I have done this for pre-rendered sprites before because you obviously don't want duplicate sprites in a sequence. But in a 3d game engine where fps is not fixed, isn't the game basically sampling values from the curve rather than playing specific frames? eg. allowing for example slow motion playback without loss of smoothness or playback at 60fps despite animating in 30fps. So if I make an animation in which frame 0 and 100 are identical, the length of the animation curves on the timeline is 100 frames. If I export 0-100, the length of the curve is 100 but if I only export 0-99, then the length of the curve is only 99. The portion of the curves that exist between frames 99 and 100 are lost and cannot be sampled, leading me to think this would cause the playback time to be 1 frame shorter and also not smooth (for example causing the first foot contact on a walk cycle to appear heavier). This incompleteness of the curve data would seem especially serious if the frame rate was set low while animating. Maybe my understanding of how realtime engines handle animation is entirely mistaken.
What will register as a pop is if your curves don't loop properly. In maya you turn on pre and post infinity curves and they should flow seamlessing together.
https://kakes3d.wordpress.com/2010/07/28/looping-and-copying-keyframes-in-maya/
I trust with both of your experience that you are correct. But do you know what's going on the engine to make this correct? I can't wrap my head around how this could be correct when a portion of the full curve is clearly missing from the data (and i guess cannot be interpolated). Imagine an extreme case, where you've animated a six frame walk cycle (for example for prerendered sprites) but now you want to reuse that in a realtime engine running 60fps. Frames are as follows:
0: left foot forward, right foot back
1: left step,
2: legs pass,
3: right foot forward, left foot back
4: right step,
5: legs pass again,
6: left foot forward. right foot back (same as 0)
If you export frames 0-5, left foot forward to back motion takes 3 frames (3-0), right foot forward to back motion is incomplete and only takes 2 frames (5-3). How does this work? How does the engine interpolate the motion between frames 5-6?
For Unity you do want to keep the duplicate frame at the end. The example below is a one second animation slowed down to 10 seconds in Unity. Notice the orange box has a hitch. @kwyjibo your instinct is correct. The last frame is only used for interpolation. It's tricky to understand because 0 - 24 is 25 frames. So it should be longer than one second. But remember frame 24 has transform key data, but no time duration. So it's really 0 - 23.999.

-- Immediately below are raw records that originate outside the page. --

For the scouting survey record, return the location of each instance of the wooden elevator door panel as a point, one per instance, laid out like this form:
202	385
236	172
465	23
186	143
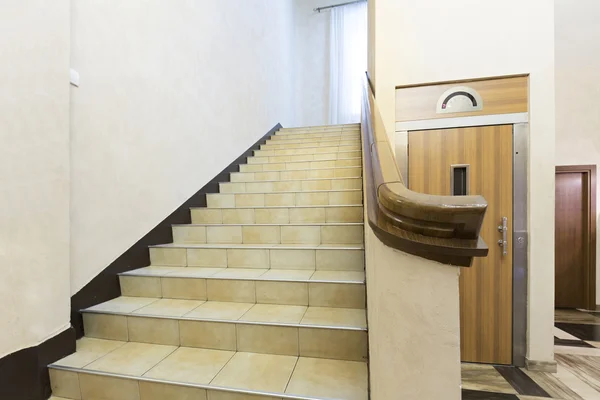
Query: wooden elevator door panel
485	287
569	241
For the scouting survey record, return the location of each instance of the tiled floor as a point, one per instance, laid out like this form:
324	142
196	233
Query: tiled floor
577	352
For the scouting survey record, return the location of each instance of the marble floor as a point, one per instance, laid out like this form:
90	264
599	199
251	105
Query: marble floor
577	352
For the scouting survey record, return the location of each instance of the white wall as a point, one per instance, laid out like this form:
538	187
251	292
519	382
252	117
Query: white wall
578	91
422	42
171	92
311	65
34	171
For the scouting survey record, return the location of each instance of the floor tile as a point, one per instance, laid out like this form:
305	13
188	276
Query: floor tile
581	331
328	316
154	270
287	274
265	372
274	313
169	307
124	304
485	378
190	365
196	272
339	276
220	310
89	350
329	378
132	358
240	273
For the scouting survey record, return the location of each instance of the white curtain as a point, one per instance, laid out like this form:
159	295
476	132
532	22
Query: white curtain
348	62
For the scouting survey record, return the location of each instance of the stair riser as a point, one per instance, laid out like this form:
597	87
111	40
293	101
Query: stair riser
331	173
342	155
311	259
311	150
255	234
339	344
291	186
245	200
305	145
277	215
305	166
315	294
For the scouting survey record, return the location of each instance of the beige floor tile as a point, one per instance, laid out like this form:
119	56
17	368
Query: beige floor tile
220	310
153	330
276	292
329	378
241	291
89	350
124	304
336	295
195	272
132	358
105	326
169	307
140	286
65	383
274	313
190	365
287	274
97	387
338	276
339	344
328	316
161	391
207	334
265	372
184	288
240	273
155	270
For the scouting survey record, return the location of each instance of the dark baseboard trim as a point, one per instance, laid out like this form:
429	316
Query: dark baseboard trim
24	374
105	286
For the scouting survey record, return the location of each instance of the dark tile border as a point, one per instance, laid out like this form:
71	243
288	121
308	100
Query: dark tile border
105	286
521	382
24	374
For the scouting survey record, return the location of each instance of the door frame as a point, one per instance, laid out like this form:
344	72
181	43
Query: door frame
589	171
520	122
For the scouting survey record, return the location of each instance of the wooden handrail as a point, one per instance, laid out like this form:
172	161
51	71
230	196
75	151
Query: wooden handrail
440	228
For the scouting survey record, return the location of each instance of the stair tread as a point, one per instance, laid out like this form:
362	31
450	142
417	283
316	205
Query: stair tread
235	312
270	375
292	275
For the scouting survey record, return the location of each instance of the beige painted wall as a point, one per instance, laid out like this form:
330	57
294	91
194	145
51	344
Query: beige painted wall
422	42
578	91
34	171
171	92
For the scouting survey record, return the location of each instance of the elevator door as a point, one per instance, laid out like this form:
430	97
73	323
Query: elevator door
476	160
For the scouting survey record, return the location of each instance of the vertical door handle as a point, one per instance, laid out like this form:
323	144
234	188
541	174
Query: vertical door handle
504	230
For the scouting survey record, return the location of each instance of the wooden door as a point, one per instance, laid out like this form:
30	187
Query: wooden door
574	251
485	287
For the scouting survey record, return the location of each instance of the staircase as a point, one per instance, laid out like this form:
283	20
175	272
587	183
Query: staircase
261	297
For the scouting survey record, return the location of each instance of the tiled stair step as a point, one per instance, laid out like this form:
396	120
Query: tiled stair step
278	215
118	370
284	199
315	136
313	234
264	256
340	155
306	174
289	185
331	289
309	150
302	165
292	144
233	326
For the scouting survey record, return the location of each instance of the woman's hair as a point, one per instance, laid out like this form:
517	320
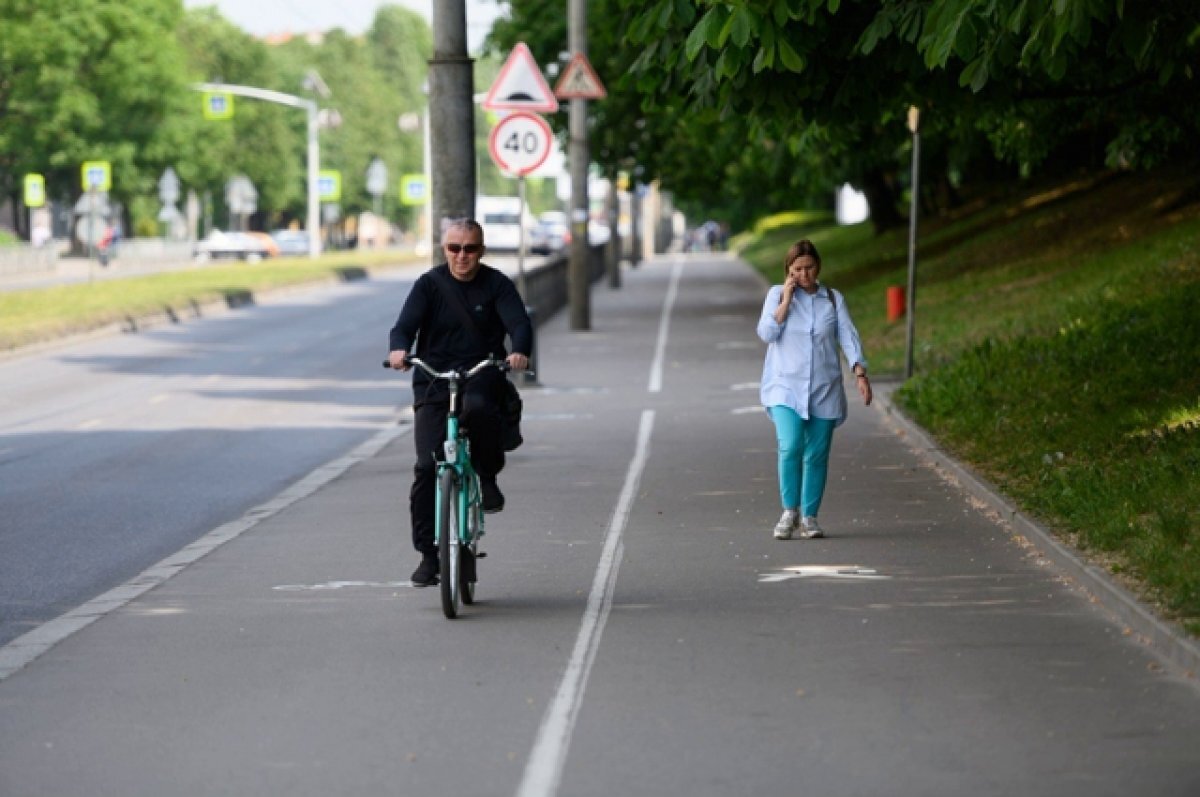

In Unity's Animation panel, the blue box is 1 second and the orange box box is 0.96 seconds. So if you require precision timings, keep the frame.
Another tip with Unity is that after you turn on Loop Time, and your animation is missing the last frame, you can also turn on Loop Pose and it will add it in for you.
If you are using Unreal I still recommend keeping the frame. Most game engines these days allow you to crop the time segment so it will still cause no harm.
To add to what Monster was saying, a frame is, the sum of it's parts. It is all of the information between the last frame and the next. It's easy to think of it as a single tick mark on a timeline but it's not.
It's like a ruler, a cm isn't just as wide as the thin black line under the 1, it's all of the space/time between 0 and 1.
When you shave off a frame it's not just a tiny sliver, its a chunk of time. Not only do you lose that one pose, but you lose the info that gets it from the last pose to the missing pose.
But yea it really doesn't matter, its an issue has been dealt with long ago, you just need to pick a direction and flip the right settings in the engine.